« En panne de projet, l’Europe se dote d’un patron de compromis« , titrait Les Échos du 16 juillet dernier au lendemain de l’élection par les Parlementaires européens de Jean-Claude Juncker à la Présidence de la Commission.
« En panne de projet », « en manque de vision », ce constat vaut autant, sinon plus, pour la France. Loin de nous l’idée de conjecturer sur l’avenir de notre économie en abondant avec des propos déclinistes. Il s’agit, au contraire, de solliciter nos décideurs afin qu’ils donnent aux Français une vision stratégique, un objectif de long terme à atteindre par différents moyens car « l’essentiel est un problème de GPS« , rappelle aussi Pascal Lamy (Usine Nouvelle, 9 juillet 2014). Certes, le GPS ne nous emmène pas toujours à destination par le chemin le plus simple. Qu’importe, il nous y emmène. Et c’est de cela dont chacun de nous a besoin. Pas de promesses inatteignables, pas d’énième constat sur nos faiblesses et nos dysfonctionnements, pas de scénarios des possibles de ce que pourrait être l’économie française dans 15 ou 20 ans et qui nous sont servis comme autant d’oracles (« La grande impuissance des pythies modernes », Les Échos, 21 mars 2014).
Non ! Une vision, un objectif, un but pour lequel chacun se mobilise.
Certes, l’on objectera que l’exercice est plus aisé dans les pays émergents où l’horizon économique est plus dégagé, où la confiance dans l’avenir est plus étayée, etc. La Turquie s’est ainsi dotée d’une vision stratégique dite « Turquie 2023 » visant à intégrer le club des grandes puissances. De même, toutes proportions gardées, la Chine se donne comme ambition de poursuivre son développement économique en se transformant en une société plus harmonieuse.
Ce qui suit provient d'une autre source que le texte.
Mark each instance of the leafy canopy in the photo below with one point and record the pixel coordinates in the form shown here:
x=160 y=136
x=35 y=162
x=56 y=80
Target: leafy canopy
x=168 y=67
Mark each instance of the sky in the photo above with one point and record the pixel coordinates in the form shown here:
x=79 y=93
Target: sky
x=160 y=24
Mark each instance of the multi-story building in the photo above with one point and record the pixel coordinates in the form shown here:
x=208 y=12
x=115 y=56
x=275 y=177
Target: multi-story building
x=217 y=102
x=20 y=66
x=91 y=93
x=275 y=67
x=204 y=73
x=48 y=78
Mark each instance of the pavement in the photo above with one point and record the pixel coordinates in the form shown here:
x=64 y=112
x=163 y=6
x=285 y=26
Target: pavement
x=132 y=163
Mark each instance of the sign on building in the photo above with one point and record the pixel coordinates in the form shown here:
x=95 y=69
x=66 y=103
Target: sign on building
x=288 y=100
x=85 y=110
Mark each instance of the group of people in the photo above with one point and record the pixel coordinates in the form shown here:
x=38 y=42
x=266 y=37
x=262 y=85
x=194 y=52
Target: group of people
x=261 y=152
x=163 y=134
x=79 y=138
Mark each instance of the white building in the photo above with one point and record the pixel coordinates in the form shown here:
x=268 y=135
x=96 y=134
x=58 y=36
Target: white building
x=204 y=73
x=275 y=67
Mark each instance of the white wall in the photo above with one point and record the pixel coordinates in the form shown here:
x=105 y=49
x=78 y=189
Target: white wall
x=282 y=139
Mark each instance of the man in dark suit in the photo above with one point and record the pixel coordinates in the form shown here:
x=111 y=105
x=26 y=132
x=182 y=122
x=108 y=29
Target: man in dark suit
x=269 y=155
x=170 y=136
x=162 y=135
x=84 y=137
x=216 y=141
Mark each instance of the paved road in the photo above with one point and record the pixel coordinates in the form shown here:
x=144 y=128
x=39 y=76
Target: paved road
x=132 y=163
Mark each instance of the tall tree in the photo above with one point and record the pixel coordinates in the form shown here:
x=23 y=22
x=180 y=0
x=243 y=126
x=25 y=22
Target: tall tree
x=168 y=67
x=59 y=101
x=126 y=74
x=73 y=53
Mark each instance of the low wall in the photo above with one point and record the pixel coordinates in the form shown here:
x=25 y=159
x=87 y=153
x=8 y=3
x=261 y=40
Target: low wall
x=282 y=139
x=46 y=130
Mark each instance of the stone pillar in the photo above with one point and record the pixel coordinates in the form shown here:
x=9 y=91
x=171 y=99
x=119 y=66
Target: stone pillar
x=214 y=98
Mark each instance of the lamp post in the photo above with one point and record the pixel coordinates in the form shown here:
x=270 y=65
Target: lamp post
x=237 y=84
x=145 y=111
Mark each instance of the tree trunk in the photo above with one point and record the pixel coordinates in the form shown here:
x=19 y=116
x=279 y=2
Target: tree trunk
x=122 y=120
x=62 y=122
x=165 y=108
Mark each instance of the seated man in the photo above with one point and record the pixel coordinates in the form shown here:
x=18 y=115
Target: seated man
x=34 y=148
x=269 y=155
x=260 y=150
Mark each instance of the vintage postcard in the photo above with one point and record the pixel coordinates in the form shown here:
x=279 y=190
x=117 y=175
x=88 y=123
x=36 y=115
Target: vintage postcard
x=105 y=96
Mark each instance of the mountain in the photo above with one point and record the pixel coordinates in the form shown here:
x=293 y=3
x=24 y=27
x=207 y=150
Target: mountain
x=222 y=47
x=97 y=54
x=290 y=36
Que dire encore de la Corée du Sud qui s’inscrit dans une dynamique nouvelle de « creative economy« ? Mais des pays plus proches tels que l’Allemagne dont la détermination a mené à la victoire au Mondial 2014 ou les économies nordiques qui cultivent un optimisme dans leur avenir sont aussi sources d’inspiration pour la France.
Le Commissariat général à la stratégie et à la prospective, France Stratégie, dans son rapport sur La France dans dix ans, vient d’assigner, à notre pays, un ensemble d’objectifs thématiques ou sectoriels. On saluera l’exercice qui, pour les raisons ci-dessus, se révèle particulièrement méritoire. À nos dirigeants d’y agréger maintenant une vision globale.
Pour autant, on mettra en garde contre toute tentation d’agir par pointillisme à travers des politiques ponctuelles comme celle de la relance de l’investissement ou encore de définir un objectif qui s’établirait par nostalgie du passé, comme pour réécrire l’histoire et ranimer nos rêves de grandeur.
De ce point de vue, la construction européenne nous sert d’enseignement. En faisant valoir ses intérêts de « puissance », la France a perdu bien des points dans la construction européenne. Pierre Verluise en a récemment fait une démonstration pertinente et convaincante (« France/UE : le malaise, pourquoi ? », Diploweb, 7 mai 2014) : en voulant faire de l’Europe un multiplicateur de sa puissance, la France a vu son poids politique diminuer dans une UE qui s’est élargie à plusieurs reprises.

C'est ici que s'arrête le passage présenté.